Api in Italia: il 22% delle specie è minacciato

43
Biodiversità minacciata
Biodiversità minacciata

È stato lanciato un grave allarme per lo stato di salute degli insetti impollinatori in Italia, un fenomeno che riflette la tendenza negativa registrata in tutta Europa. Recenti valutazioni hanno rivelato una situazione critica: circa il 22% delle specie di api native analizzate nel nostro territorio è ormai minacciato di estinzione. Questa cifra rappresenta un campanello d’allarme che non può essere ignorato, data la funzione insostituibile che questi organismi svolgono.

Il ruolo degli impollinatori va ben oltre la semplice produzione di miele. Essi sono i custodi della biodiversità globale. Circa il 90% delle piante selvatiche a fiore dipende strettamente dal loro “lavoro” di trasporto del polline per potersi riprodurre. Senza di loro, intere catene ecologiche collasserebbero, portando alla scomparsa di innumerevoli specie vegetali e degli animali che da esse dipendono.

La nostra sicurezza alimentare è legata a doppio filo alla loro sopravvivenza. Si stima che ben il 75% delle principali colture agrarie mondiali, incluse frutta, verdura, caffè e frutta a guscio, tragga un beneficio diretto dalla loro attività. Mele, mandorle, pomodori e fragole sono solo alcuni esempi di alimenti la cui produzione diminuirebbe drasticamente in assenza di api, bombi e farfalle. Il valore economico di questo servizio ecologico è stato stimato in centinaia di miliardi di euro ogni anno a livello globale.

Inoltre, gli impollinatori contribuiscono indirettamente alla lotta contro i cambiamenti climatici. Supportando la salute e la diversità delle piante, garantiscono la vitalità di foreste ed ecosistemi naturali, che agiscono come fondamentali pozzi di assorbimento del carbonio, assorbendo anidride carbonica dall’atmosfera.

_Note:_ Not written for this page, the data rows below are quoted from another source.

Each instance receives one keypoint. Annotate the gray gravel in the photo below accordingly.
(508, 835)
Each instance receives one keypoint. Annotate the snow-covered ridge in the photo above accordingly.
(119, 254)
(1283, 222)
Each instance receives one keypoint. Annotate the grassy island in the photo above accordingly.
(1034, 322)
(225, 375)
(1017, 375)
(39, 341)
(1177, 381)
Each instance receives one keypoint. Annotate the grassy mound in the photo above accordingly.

Le cause di questo declino sono molteplici e interconnesse. La principale è la distruzione e frammentazione degli habitat naturali, causata dall’urbanizzazione e, soprattutto, dall’agricoltura intensiva. Le vaste monoculture hanno sostituito prati fioriti e siepi, eliminando le fonti di cibo e i luoghi di nidificazione per migliaia di specie.

L’uso massiccio di pesticidi, in particolare insetticidi neonicotinoidi, ha un impatto devastante. Queste sostanze agiscono come neurotossine, uccidendo direttamente gli insetti o causando danni subletali come disorientamento e problemi riproduttivi, che indeboliscono le colonie fino al collasso.

A questo si aggiunge la pressione dei cambiamenti climatici, che alterano i tempi di fioritura delle piante, creando un disallineamento con i cicli di vita degli insetti. Eventi meteorologici estremi, come siccità prolungate o piogge torrenziali, distruggono ulteriormente le popolazioni. Infine, la diffusione di patogeni e specie aliene invasive, come l’acaro Varroa per le api mellifere o il calabrone asiatico, aggiunge un ulteriore fattore di stress.

Arrestare questa perdita di biodiversità sarà una delle sfide cruciali dei prossimi anni. Sarà fondamentale un cambiamento nelle politiche agricole, promuovendo pratiche più sostenibili, riducendo drasticamente l’uso di pesticidi e ripristinando corridoi ecologici per ricollegare gli habitat frammentati. Monitorare lo stato delle popolazioni è il primo passo per proteggere non solo questi preziosi insetti, ma anche l’equilibrio del pianeta e il nostro stesso futuro.